Miesha Tate powróciła do oktagonu po pięcioletniej przerwie. Na lipcowej gali przez TKO wygrała z Marion Reneau. Jak sama zapowiedziała, zamierza dać szansę każdej zawodniczce i nie będzie wybrednie dobierać sobie nowych rywalek. Na te słowa odpowiedziała Holly Holm, która w 2016 roku przegrała z „Cupcake”.
Tate na gali UFC 196 pokonała Holm przez techniczne poddanie pod koniec piątej rundy. Dla Holm to starcie było pierwszą obroną tytułu dywizji koguciej. I choć dominowała przez większość walki, to Tate zakończyła ten pojedynek przed czasem.
Minęło kilka lat, jednak widać, że dla Holm ta przegrana wciąż jest warta rewanżu. Po udanym powrocie byłej rywalki Amerykanka zaproponowała, by obie raz jeszcze spotkały się w oktagonie:
Uważam, że dla mnie walka z Mieshą ma duży sens, ponieważ jest to porażka, za którą chcę się zemścić. W walce to ja dominowałam, ja wygrywałam i świetnie sobie radziłam aż do samego końca.
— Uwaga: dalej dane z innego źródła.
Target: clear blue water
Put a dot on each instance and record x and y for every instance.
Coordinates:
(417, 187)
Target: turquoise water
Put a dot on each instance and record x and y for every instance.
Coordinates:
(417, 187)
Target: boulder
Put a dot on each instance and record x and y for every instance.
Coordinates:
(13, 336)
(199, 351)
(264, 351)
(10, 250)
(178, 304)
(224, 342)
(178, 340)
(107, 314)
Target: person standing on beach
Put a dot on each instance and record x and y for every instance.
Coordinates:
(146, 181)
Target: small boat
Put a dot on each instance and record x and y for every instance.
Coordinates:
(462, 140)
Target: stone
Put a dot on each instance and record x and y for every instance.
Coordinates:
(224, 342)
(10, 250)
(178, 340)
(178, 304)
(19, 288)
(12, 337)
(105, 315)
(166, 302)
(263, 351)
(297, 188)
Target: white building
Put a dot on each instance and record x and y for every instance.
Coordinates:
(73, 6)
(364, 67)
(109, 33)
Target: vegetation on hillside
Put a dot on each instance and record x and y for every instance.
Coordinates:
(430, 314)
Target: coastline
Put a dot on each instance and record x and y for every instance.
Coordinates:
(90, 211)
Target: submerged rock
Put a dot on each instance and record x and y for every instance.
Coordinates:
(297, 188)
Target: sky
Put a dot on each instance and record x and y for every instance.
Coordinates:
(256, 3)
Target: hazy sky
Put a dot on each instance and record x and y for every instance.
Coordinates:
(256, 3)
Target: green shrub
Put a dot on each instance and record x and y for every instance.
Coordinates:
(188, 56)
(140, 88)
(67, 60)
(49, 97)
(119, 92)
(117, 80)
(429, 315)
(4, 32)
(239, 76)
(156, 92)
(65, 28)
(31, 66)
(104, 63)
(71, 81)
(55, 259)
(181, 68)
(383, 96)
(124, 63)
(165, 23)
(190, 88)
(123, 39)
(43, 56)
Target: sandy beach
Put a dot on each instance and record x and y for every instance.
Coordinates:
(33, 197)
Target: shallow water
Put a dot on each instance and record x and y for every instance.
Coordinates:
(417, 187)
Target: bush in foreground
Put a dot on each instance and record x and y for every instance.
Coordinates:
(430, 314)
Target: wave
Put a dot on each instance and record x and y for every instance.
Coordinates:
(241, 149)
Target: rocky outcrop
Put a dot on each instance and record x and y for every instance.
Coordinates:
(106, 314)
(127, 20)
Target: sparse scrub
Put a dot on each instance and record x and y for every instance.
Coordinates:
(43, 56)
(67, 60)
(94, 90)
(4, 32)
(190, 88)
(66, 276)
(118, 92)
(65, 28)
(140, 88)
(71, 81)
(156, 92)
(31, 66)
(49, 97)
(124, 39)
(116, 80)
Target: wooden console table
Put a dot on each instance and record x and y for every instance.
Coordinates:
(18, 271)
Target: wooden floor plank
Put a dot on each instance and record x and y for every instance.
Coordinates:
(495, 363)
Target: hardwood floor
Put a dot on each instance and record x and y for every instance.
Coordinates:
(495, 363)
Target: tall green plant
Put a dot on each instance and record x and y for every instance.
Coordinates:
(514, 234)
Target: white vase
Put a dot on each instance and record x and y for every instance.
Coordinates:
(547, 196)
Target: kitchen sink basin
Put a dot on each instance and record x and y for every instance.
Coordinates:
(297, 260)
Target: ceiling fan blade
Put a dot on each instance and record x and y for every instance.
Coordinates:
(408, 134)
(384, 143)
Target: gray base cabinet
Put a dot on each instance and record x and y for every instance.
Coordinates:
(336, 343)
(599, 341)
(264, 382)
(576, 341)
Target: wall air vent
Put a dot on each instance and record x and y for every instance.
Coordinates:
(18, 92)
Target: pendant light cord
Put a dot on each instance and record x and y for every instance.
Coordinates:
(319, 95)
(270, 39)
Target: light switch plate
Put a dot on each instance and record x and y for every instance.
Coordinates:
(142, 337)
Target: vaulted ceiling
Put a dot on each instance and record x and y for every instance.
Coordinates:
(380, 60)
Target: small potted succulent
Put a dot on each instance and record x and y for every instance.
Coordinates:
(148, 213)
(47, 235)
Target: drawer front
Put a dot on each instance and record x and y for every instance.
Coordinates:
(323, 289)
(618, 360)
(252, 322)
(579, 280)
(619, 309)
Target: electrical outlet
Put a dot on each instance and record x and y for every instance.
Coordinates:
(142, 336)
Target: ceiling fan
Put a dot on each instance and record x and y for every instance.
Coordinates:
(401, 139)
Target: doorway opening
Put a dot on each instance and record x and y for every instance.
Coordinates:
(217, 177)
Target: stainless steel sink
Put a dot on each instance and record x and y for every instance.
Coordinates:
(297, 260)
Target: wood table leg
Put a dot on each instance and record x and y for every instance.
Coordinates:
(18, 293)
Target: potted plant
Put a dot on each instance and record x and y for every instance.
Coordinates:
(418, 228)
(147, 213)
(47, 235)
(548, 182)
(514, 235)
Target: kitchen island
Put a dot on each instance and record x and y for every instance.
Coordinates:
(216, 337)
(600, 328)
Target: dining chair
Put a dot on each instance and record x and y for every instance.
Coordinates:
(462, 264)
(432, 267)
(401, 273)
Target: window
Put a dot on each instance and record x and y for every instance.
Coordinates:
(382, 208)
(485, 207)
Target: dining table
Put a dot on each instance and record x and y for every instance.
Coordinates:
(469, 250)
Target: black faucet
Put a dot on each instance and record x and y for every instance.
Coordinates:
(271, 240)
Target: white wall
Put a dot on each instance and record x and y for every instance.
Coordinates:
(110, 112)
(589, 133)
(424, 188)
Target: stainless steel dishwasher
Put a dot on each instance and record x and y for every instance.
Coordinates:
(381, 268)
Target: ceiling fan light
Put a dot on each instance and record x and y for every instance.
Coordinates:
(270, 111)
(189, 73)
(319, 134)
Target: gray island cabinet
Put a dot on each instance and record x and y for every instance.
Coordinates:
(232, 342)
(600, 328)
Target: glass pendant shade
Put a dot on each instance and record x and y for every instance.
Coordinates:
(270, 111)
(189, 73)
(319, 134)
Pozostaje pewien niesmak i chcę to naprawić. Wiem, że Miesha nie unika wyzwań, więc nie widzę powodu, dla którego miałoby nie dojść do tego pojedynku.
Holm ostatni raz stanęła do walki na gali w październiku ubiegłego roku, gdy przez jednogłośną decyzję wygrała z Irene Aldaną. Wcześniej mierzyła się też m.in. z Amandą Nunes, z którą przegrała przez TKO w pierwszej rundzie.